Reino de peregrinaciones: Premio Nacional de Poesía Eduardo Cote Lamus
Después de haber leído los trabajos enviados por los organizadores del XIX Concurso de Poesía Eduardo Cote Lamus y de revisar sus calidades literarias, los miembros del jurado, Ramón Illán Bacca, Octavio Escobar y Ángela Alfonso, hemos decidido otorgar el premio al libro Reino de peregrinaciones, firmado con el seudónimo Marie Galois y que corresponde al escritor Hellman Pardo.
El jurado toma esta decisión basado en que el libro presenta un lenguaje maduro y unidad en sus textos.
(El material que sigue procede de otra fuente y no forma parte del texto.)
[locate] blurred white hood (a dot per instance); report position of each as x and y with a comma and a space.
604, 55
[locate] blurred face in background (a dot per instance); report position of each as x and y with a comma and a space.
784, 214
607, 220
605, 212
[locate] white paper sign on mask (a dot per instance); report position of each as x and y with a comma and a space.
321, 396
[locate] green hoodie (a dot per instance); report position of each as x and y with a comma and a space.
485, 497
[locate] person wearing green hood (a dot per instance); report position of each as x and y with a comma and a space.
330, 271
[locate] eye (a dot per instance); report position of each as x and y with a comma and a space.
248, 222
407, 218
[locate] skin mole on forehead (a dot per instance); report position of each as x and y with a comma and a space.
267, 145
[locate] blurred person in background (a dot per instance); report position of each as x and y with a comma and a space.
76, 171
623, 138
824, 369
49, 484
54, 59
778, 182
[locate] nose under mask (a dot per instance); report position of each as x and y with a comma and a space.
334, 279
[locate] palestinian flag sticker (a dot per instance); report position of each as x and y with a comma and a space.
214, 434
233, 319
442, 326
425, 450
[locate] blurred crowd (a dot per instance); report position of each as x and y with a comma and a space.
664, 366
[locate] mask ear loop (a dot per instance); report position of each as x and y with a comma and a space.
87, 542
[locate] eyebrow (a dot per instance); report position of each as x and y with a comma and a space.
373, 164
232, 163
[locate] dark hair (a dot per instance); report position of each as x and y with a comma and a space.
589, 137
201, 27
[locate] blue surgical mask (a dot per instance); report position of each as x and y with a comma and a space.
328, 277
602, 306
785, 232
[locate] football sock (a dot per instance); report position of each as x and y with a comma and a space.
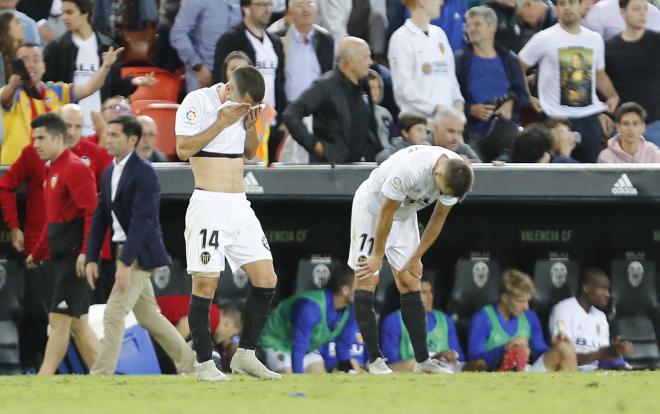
256, 314
200, 330
414, 318
366, 319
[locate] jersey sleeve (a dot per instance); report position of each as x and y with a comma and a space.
189, 116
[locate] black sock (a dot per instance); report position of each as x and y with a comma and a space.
414, 318
366, 319
257, 306
200, 329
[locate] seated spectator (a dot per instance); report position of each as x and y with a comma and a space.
303, 323
533, 145
632, 60
195, 33
147, 146
490, 76
75, 57
441, 337
383, 116
413, 130
563, 140
112, 16
448, 127
605, 18
629, 146
586, 326
507, 335
535, 15
20, 108
422, 64
30, 26
344, 124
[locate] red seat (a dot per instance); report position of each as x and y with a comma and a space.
164, 113
167, 88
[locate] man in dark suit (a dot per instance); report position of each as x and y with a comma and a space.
344, 124
128, 203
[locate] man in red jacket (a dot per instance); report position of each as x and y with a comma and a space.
69, 198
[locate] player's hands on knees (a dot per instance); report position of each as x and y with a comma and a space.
92, 273
369, 267
414, 267
80, 265
123, 275
30, 263
232, 113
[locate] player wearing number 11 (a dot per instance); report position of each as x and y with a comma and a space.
215, 129
384, 222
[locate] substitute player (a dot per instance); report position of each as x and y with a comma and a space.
70, 198
384, 222
215, 129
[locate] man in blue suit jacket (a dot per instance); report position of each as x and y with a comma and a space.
128, 203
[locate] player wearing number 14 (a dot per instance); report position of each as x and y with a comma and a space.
215, 129
384, 222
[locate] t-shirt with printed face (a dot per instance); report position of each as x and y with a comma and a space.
87, 63
567, 72
407, 176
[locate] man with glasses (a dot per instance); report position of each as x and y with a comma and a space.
25, 98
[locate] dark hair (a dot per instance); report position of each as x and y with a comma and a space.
236, 54
591, 274
459, 177
85, 7
129, 125
343, 276
630, 107
53, 123
531, 144
409, 120
248, 80
552, 123
6, 43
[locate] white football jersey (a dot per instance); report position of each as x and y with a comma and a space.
587, 331
199, 110
407, 176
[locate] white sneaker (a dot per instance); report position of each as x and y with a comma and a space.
379, 367
207, 371
245, 362
430, 367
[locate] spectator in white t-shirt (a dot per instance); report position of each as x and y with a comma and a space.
605, 18
422, 63
571, 68
579, 319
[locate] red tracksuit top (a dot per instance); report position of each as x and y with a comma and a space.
69, 193
31, 169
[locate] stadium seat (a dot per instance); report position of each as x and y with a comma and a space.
172, 280
633, 287
9, 349
554, 280
640, 331
164, 113
233, 287
476, 284
314, 272
167, 88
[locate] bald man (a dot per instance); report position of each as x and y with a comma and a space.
146, 148
344, 129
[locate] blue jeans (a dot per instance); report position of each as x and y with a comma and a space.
652, 133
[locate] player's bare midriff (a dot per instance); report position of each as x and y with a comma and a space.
222, 175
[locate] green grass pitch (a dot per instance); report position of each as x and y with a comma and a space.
597, 393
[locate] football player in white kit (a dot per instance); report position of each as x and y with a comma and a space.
384, 222
587, 328
215, 129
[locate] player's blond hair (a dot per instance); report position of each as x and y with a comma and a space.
515, 282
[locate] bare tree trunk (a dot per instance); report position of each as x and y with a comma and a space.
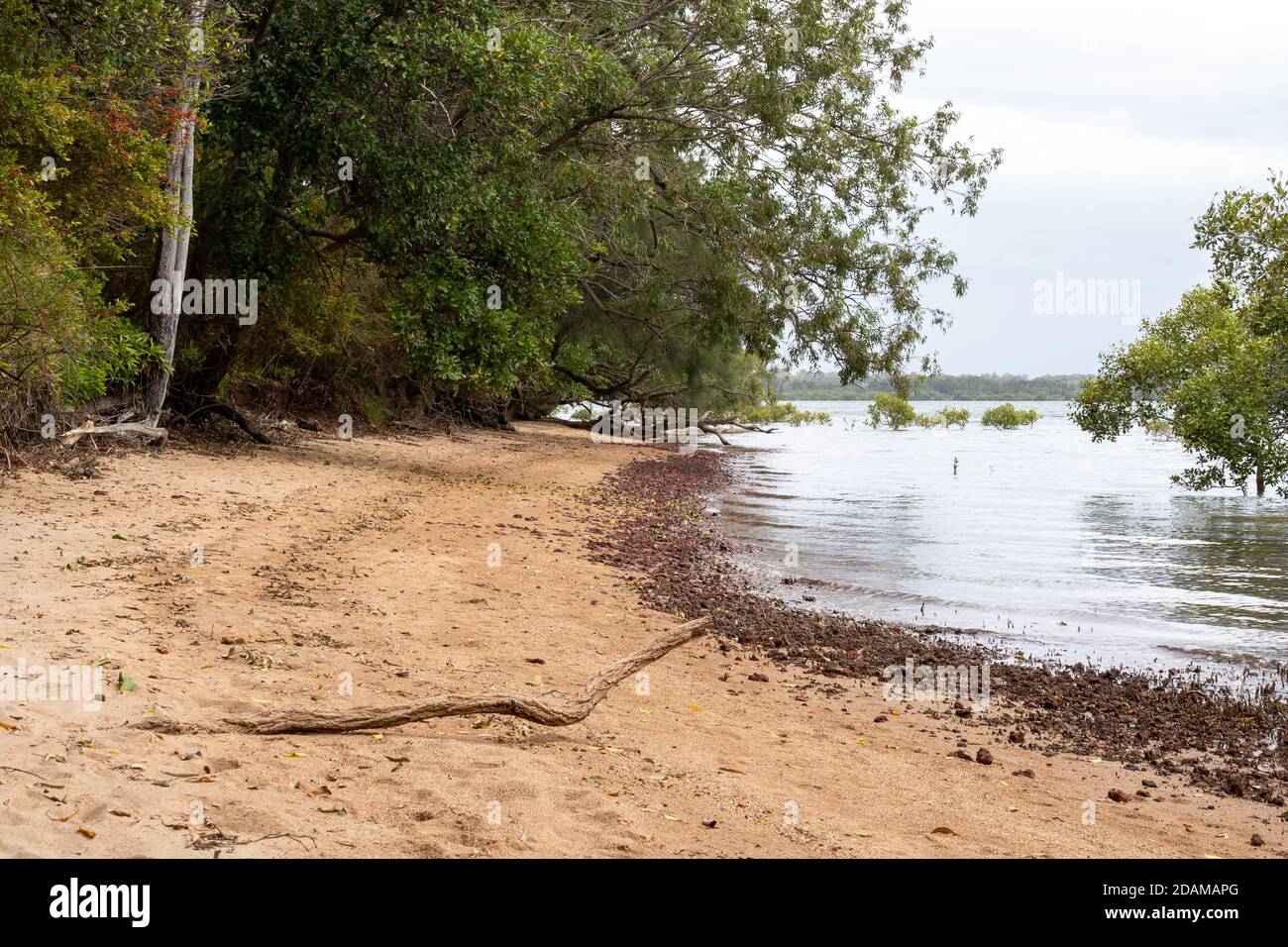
172, 263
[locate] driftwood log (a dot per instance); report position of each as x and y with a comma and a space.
125, 429
523, 706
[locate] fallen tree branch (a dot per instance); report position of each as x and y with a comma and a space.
523, 706
230, 412
125, 429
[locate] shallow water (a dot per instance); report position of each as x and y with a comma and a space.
1060, 545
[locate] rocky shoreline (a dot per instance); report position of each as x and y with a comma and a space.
681, 564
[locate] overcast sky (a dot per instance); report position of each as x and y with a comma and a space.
1121, 120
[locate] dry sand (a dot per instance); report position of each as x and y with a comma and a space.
369, 561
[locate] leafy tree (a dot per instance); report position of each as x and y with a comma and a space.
893, 411
953, 416
1008, 416
82, 127
1203, 371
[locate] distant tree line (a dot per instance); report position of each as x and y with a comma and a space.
812, 385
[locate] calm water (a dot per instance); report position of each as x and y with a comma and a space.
1060, 545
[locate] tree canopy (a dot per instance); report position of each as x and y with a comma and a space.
1214, 369
532, 202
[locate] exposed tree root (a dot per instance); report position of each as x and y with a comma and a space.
523, 706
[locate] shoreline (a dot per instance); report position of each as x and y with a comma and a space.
1155, 720
369, 560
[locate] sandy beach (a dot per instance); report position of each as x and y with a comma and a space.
232, 582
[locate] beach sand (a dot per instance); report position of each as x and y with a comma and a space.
417, 567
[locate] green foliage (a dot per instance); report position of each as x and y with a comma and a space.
781, 412
952, 416
893, 411
1214, 369
1008, 416
548, 202
81, 154
1203, 371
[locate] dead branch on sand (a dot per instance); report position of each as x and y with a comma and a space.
124, 429
523, 706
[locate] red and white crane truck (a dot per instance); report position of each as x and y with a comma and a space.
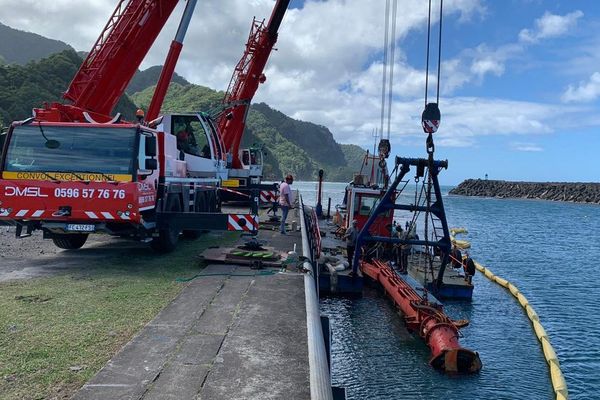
73, 169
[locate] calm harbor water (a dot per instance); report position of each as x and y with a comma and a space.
550, 250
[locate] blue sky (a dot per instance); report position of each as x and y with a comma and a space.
536, 50
520, 78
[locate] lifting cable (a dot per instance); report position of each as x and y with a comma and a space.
389, 50
430, 119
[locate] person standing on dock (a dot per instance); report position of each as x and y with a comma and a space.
285, 200
351, 235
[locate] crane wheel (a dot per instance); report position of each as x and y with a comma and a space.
70, 241
167, 238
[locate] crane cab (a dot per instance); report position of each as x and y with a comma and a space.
360, 200
194, 142
252, 162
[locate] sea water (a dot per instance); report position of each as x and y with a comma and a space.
549, 250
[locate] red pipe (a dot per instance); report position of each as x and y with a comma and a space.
434, 327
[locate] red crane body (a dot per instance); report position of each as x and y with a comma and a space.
248, 74
112, 62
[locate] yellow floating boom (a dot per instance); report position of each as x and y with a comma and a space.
558, 381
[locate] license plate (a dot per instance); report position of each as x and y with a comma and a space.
81, 227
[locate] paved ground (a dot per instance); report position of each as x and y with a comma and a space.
225, 337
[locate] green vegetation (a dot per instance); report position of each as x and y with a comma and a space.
148, 77
297, 147
292, 146
57, 332
20, 47
29, 86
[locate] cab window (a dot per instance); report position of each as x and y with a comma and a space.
191, 136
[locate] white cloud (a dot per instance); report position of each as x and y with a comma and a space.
526, 147
549, 26
327, 68
585, 92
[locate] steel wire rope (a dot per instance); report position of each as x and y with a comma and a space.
391, 62
385, 56
429, 50
440, 51
427, 56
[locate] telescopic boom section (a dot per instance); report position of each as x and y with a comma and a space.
246, 77
118, 52
167, 72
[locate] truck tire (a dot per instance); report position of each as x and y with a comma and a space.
70, 241
167, 238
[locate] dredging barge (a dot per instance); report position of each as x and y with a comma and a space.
412, 271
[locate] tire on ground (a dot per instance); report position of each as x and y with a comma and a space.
168, 237
70, 241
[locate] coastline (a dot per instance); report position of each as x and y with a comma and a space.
575, 192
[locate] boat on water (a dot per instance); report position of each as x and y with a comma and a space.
412, 266
420, 222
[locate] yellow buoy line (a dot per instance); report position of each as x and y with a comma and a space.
558, 381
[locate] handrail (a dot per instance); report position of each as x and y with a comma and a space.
320, 380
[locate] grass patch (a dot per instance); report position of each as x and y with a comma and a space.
57, 332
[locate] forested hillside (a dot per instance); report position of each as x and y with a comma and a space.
20, 47
292, 146
148, 77
25, 87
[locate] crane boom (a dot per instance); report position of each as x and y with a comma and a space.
118, 52
246, 77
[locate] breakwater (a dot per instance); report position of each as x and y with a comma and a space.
555, 191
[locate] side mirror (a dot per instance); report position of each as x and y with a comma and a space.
151, 164
150, 146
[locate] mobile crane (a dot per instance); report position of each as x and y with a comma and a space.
246, 165
73, 169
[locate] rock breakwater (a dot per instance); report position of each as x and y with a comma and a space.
555, 191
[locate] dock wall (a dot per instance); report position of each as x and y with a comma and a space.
555, 191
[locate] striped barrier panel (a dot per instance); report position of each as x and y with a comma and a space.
268, 196
242, 222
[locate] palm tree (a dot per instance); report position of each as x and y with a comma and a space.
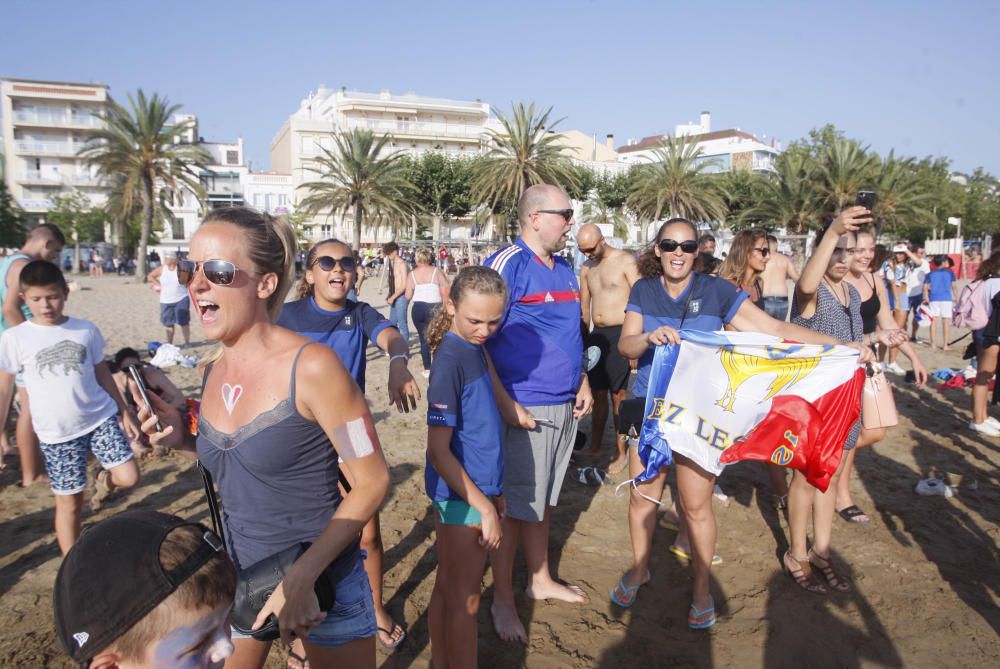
523, 154
356, 175
845, 167
676, 184
904, 194
138, 147
791, 198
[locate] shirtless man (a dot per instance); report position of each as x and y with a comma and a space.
778, 271
396, 299
606, 280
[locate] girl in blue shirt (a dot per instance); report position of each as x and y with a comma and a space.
325, 314
464, 475
672, 297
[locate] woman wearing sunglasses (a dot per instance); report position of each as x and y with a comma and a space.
276, 411
324, 313
671, 297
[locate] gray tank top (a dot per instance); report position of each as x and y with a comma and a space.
277, 479
834, 319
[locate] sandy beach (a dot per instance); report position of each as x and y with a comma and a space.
926, 570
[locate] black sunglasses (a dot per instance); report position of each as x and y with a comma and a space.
219, 272
327, 263
670, 245
567, 214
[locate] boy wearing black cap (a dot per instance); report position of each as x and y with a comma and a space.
146, 589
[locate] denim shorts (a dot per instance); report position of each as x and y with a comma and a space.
353, 614
66, 463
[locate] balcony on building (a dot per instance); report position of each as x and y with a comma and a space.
57, 118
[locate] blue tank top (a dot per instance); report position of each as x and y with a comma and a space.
5, 264
277, 479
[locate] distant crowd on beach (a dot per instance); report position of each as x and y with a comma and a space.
517, 346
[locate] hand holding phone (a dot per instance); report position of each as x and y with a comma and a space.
140, 383
866, 199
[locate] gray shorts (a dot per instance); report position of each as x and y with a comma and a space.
535, 462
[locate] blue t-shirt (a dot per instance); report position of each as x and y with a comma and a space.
538, 350
940, 281
460, 396
713, 304
346, 331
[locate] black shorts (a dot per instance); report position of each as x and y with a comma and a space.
612, 369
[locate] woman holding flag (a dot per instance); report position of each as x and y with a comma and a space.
669, 298
825, 301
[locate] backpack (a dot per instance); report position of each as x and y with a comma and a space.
970, 311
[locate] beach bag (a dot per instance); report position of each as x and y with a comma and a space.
259, 580
970, 310
878, 408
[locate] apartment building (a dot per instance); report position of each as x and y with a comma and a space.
44, 124
224, 180
725, 150
417, 124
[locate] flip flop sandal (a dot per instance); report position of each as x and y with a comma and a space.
390, 633
684, 555
834, 578
695, 617
852, 514
629, 592
808, 582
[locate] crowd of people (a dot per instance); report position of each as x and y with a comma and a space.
516, 351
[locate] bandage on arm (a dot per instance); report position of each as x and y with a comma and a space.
352, 440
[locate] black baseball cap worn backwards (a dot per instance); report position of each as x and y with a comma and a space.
112, 578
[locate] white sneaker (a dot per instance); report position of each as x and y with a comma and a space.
986, 427
895, 368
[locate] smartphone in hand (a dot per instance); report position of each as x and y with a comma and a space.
866, 199
140, 383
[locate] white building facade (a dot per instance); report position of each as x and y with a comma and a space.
44, 124
725, 150
416, 123
224, 180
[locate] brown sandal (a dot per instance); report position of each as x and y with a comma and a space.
803, 574
836, 580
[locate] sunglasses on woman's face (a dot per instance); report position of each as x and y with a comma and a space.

Es importante resaltar que este lenguaje decantado es muestra de una gran sensibilidad poética y un conocimiento lúcido del oficio.
Acá una selección de poemas del libro ganador:
EL COJO BARRIOS, GUARDAGUJAS
El comisario de caminos dice que soy el empleado
que ajusta los desvíos del ferrocarril.
La afirmación es vaga.
Es cierto que enlazo las bifurcaciones del día,
las cargas que arrastran la ceniza de los torturados,
sin embargo,
prefiero que las buenas gentes me recuerden
como un anacoreta del olvido.
Lo destruido se ahúma en cada aguja removida.
Encarrilo los compartimentos que temen inclinarse
por el peso de carbones recién extraídos en la desgracia.
Es tarde. El tren dejó de anunciarse hace cinco meses.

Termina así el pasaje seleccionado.